#### References
https://docs.azuredatabricks.net/user-guide/visualizations/index.html<br>

https://spark.apache.org/docs/latest/api/python/pyspark.sql.html#pyspark.sql.DataFrame<br>

https://stackoverflow.com/questions/tagged/apache-spark+apache-spark-sql+python<br>
https://stackoverflow.com/questions/tagged/databricks+python

#### Run data ingest so we can use dataframe here

In [3]:
%run ./adb_3_ingest_to_df

### Dataframe API for data operations

In [5]:
group_by_column = "state"
count_column = "n"

# Group by state so we can count airports per state; rename count column (confusing with describe() otherwise); sort by count descending
df_groupby = df_explicit\
  .groupBy(group_by_column)\
  .count()\
  .withColumnRenamed("count", count_column)\
  .sort(count_column, ascending=False)

In [6]:
# Basic descriptive statistics

df_groupby.describe().show()

In [7]:
# Spark execution plan

df_groupby.explain()

In [8]:
display(df_groupby)

state,n
CA,32
TX,29
AK,22
FL,20
NY,14
MI,12
NC,11
CO,11
WI,8
GA,8


In [9]:
# We can also use dataframe select, passing it a list of column names, which emits a new dataframe that can be operated on with dataframe API

In [10]:
df_select = df_explicit\
  .select("*")\
  .sort("name", ascending=True)

In [11]:
display(df_select)

### Spark SQL for data operations

In [13]:
# To use a DF in explicit SQL queries, register it as a temp view (cluster lifetime scope)

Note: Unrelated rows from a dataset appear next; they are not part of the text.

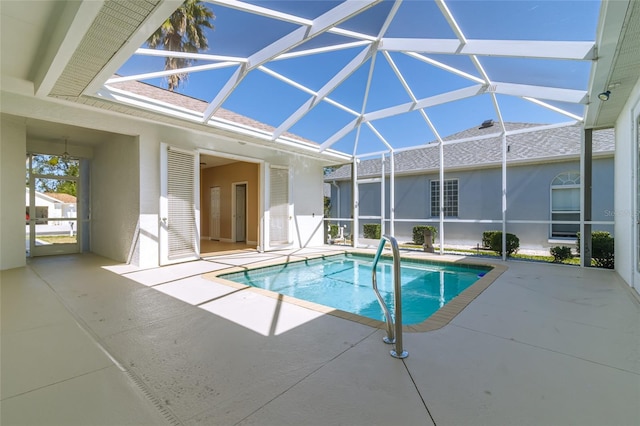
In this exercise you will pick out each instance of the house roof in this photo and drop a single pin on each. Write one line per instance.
(482, 147)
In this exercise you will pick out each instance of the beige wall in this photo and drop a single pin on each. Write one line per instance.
(224, 177)
(13, 143)
(115, 197)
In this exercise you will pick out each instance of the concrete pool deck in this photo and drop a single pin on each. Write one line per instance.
(87, 341)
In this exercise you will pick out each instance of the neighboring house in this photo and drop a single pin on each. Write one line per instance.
(543, 184)
(51, 205)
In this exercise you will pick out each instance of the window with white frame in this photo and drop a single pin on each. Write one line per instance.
(450, 206)
(565, 204)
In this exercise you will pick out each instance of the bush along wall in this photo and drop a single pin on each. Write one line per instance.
(495, 243)
(372, 230)
(418, 234)
(602, 245)
(486, 238)
(560, 254)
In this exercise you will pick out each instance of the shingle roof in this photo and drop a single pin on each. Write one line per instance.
(65, 198)
(543, 145)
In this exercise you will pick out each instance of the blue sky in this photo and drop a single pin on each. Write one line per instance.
(264, 98)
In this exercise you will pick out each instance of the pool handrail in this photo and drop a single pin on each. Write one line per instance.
(394, 331)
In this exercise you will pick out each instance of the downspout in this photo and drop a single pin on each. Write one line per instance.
(339, 212)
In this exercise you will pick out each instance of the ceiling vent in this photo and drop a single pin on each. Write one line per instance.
(486, 123)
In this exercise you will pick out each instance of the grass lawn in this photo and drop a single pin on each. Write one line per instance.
(58, 239)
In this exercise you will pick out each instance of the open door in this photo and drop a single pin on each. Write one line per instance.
(179, 206)
(279, 210)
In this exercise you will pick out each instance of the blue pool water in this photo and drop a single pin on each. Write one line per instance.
(344, 282)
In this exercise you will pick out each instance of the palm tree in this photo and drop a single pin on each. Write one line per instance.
(183, 31)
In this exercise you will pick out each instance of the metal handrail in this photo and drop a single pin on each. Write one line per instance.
(394, 331)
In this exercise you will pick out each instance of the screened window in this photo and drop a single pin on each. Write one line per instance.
(450, 207)
(565, 204)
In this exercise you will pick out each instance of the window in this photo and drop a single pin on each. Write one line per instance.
(565, 204)
(450, 207)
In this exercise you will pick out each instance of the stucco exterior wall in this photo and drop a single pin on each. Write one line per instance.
(627, 234)
(307, 191)
(224, 177)
(115, 200)
(13, 143)
(528, 198)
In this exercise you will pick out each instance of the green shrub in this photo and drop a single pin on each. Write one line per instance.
(333, 231)
(418, 234)
(560, 253)
(495, 243)
(372, 230)
(602, 249)
(486, 237)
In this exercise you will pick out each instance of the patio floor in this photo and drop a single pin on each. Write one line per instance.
(88, 341)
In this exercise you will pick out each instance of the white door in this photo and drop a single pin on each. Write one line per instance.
(214, 226)
(179, 206)
(241, 213)
(279, 214)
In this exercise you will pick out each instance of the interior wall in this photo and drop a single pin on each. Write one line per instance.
(224, 177)
(115, 199)
(13, 148)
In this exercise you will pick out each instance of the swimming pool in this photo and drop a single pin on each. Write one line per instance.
(344, 282)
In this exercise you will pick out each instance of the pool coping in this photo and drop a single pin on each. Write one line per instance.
(439, 319)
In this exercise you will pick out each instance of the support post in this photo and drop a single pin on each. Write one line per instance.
(586, 165)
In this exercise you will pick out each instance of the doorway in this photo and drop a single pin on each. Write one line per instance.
(215, 214)
(239, 215)
(51, 205)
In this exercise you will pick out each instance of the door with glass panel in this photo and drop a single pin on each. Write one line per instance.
(51, 205)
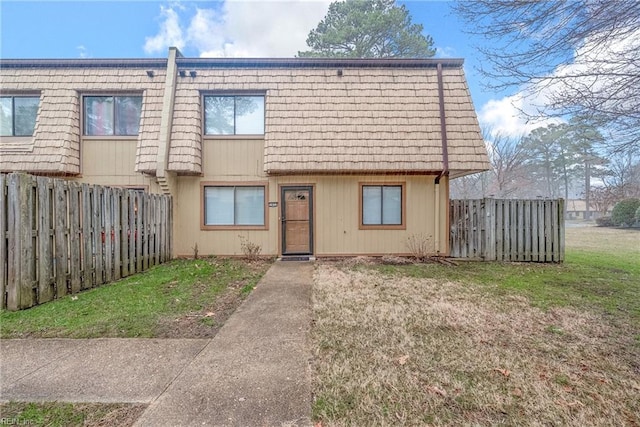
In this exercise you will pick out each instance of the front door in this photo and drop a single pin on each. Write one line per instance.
(297, 220)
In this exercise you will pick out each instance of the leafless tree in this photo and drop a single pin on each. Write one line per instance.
(507, 157)
(623, 175)
(573, 56)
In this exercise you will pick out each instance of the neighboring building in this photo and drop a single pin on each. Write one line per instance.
(577, 209)
(324, 157)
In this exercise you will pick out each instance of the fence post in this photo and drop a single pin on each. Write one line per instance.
(45, 252)
(61, 246)
(21, 272)
(74, 236)
(561, 229)
(4, 256)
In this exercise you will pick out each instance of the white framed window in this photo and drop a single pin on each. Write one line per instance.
(106, 115)
(234, 206)
(234, 114)
(382, 205)
(18, 115)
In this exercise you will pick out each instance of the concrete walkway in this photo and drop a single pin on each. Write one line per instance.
(254, 372)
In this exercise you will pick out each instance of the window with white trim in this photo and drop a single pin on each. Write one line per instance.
(112, 115)
(381, 205)
(18, 115)
(234, 205)
(234, 114)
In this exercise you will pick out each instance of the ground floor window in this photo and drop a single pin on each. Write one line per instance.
(381, 206)
(234, 205)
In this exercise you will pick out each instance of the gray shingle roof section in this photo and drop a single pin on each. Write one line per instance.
(321, 115)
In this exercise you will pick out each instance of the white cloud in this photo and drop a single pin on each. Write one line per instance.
(170, 33)
(82, 51)
(512, 116)
(601, 66)
(238, 28)
(446, 52)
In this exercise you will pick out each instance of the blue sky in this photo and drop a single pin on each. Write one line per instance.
(132, 29)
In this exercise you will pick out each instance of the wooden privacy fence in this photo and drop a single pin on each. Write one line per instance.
(507, 230)
(59, 237)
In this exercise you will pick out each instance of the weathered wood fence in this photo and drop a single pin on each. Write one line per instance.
(507, 230)
(59, 237)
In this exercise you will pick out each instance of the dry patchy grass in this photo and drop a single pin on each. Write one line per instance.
(394, 350)
(604, 239)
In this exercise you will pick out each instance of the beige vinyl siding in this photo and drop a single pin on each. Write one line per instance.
(336, 207)
(55, 145)
(112, 162)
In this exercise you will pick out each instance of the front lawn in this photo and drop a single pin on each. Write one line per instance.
(482, 343)
(182, 298)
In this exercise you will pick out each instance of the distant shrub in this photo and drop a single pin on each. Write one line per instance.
(624, 212)
(604, 221)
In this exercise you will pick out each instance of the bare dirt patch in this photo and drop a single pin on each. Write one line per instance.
(206, 323)
(616, 240)
(391, 350)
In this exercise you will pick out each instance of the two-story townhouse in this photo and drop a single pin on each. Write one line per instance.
(323, 157)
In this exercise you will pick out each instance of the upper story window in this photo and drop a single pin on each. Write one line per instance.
(234, 114)
(112, 115)
(18, 115)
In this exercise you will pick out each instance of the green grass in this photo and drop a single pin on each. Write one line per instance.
(58, 414)
(586, 279)
(482, 343)
(132, 307)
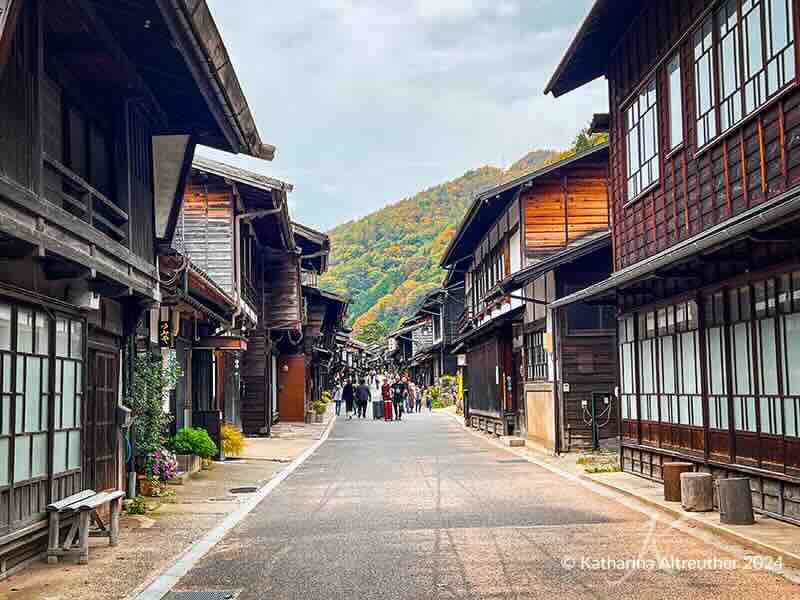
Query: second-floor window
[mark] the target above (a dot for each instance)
(642, 141)
(536, 357)
(754, 60)
(675, 102)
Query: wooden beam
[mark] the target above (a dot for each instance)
(12, 191)
(86, 11)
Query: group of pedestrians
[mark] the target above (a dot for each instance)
(399, 396)
(352, 396)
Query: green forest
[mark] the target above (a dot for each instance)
(388, 260)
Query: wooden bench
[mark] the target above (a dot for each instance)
(83, 506)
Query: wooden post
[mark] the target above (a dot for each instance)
(83, 537)
(735, 501)
(52, 542)
(672, 479)
(113, 536)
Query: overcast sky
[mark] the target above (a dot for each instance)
(372, 101)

df_explicit.createOrReplaceTempView("df_explicit")

In [14]:
# A Spark SQL SELECT query will emit a new dataframe. This is the same query as the dataframe API query above, for example.

df_groupby_2 = sql("SELECT state, COUNT(state) AS n FROM df_explicit GROUP BY state ORDER BY n DESC")

In [15]:
df_groupby_2.show(10)

In [16]:
display(df_groupby_2)